Трубку Дэвид опустил, снедаемый огорчением, что сейчас не находится дома и не может обнять жену, да еще в такой знаковый момент, как получение аванса за книгу. И он дал себе зарок: такого больше не повторится никогда, тем более что сейчас уже рукой подать до развязки, после которой можно будет благополучно забыть обо всех треволнениях.
Дойти до «Бидса» оказалось делом пяти минут – вниз по улочке от «Бликера». Даже голову не пришлось включать: ноги как будто сами довели. Вероятно, по старой памяти. Какое-то время Дэвид переминался на тротуаре с ноги на ногу. Дверь внизу лестницы была открыта, и оттуда несло кислым, с привонью, духом пивнухи, настоявшимся за десятилетия. Ум еще не отрешился от мысли, что все это может быть искусно спланированной подставой, а может, и западней – ну а если так, то идти сейчас вниз, в эту дверь, будет наиглупейшей затеей.
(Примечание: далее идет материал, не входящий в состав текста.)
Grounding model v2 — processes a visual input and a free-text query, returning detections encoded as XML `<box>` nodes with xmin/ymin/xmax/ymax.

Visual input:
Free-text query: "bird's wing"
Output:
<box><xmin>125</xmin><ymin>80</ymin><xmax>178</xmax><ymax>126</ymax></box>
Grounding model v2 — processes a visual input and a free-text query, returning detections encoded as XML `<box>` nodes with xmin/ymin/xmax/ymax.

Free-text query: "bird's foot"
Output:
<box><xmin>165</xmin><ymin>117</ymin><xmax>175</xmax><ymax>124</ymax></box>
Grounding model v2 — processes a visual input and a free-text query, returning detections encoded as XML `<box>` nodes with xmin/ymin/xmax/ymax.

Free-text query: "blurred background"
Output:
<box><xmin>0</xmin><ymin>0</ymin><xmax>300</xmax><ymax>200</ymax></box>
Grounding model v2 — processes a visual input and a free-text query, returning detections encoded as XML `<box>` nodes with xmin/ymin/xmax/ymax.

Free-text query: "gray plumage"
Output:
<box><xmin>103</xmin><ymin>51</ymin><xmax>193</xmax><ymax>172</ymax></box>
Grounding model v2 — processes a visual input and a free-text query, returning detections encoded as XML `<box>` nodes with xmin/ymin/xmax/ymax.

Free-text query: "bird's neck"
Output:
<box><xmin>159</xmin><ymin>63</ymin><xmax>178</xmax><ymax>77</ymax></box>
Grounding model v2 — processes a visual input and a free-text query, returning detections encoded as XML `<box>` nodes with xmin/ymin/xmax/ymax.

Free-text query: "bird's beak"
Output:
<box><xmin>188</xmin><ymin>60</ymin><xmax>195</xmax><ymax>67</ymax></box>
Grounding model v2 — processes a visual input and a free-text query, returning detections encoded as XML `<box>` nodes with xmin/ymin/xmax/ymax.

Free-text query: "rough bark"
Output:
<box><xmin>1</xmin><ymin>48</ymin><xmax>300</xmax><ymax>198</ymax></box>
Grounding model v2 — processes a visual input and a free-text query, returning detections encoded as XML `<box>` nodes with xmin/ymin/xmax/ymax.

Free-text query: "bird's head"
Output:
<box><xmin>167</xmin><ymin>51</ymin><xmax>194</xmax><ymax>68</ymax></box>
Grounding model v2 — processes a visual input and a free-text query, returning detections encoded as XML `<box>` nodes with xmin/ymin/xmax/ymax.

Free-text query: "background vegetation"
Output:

Как раз в эту минуту голос благоразумия вещал Дэвиду, что еще не поздно разом положить конец всему. Вот так взять, развернуться и уйти, благо никто не держит. Унестись к чертям собачьим. Вокзал – поезд – дом. И все на этом.
Но это вещала всего лишь рациональная часть его мозга.
Другая часть нашептывала, что суть здесь в чем-то другом и надо бы до этой сути докопаться и что Меджа он даже если и не помнит, то каким-то образом знает. Ну а если сейчас отвернуться или даже убежать, то все равно деваться будет некуда и ничего само собой не рассосется, а это место, по крайней мере, публичное, на виду.
В общем, именно этой частью разума писатель и думал, спускаясь по ступеням и далее в прошлое.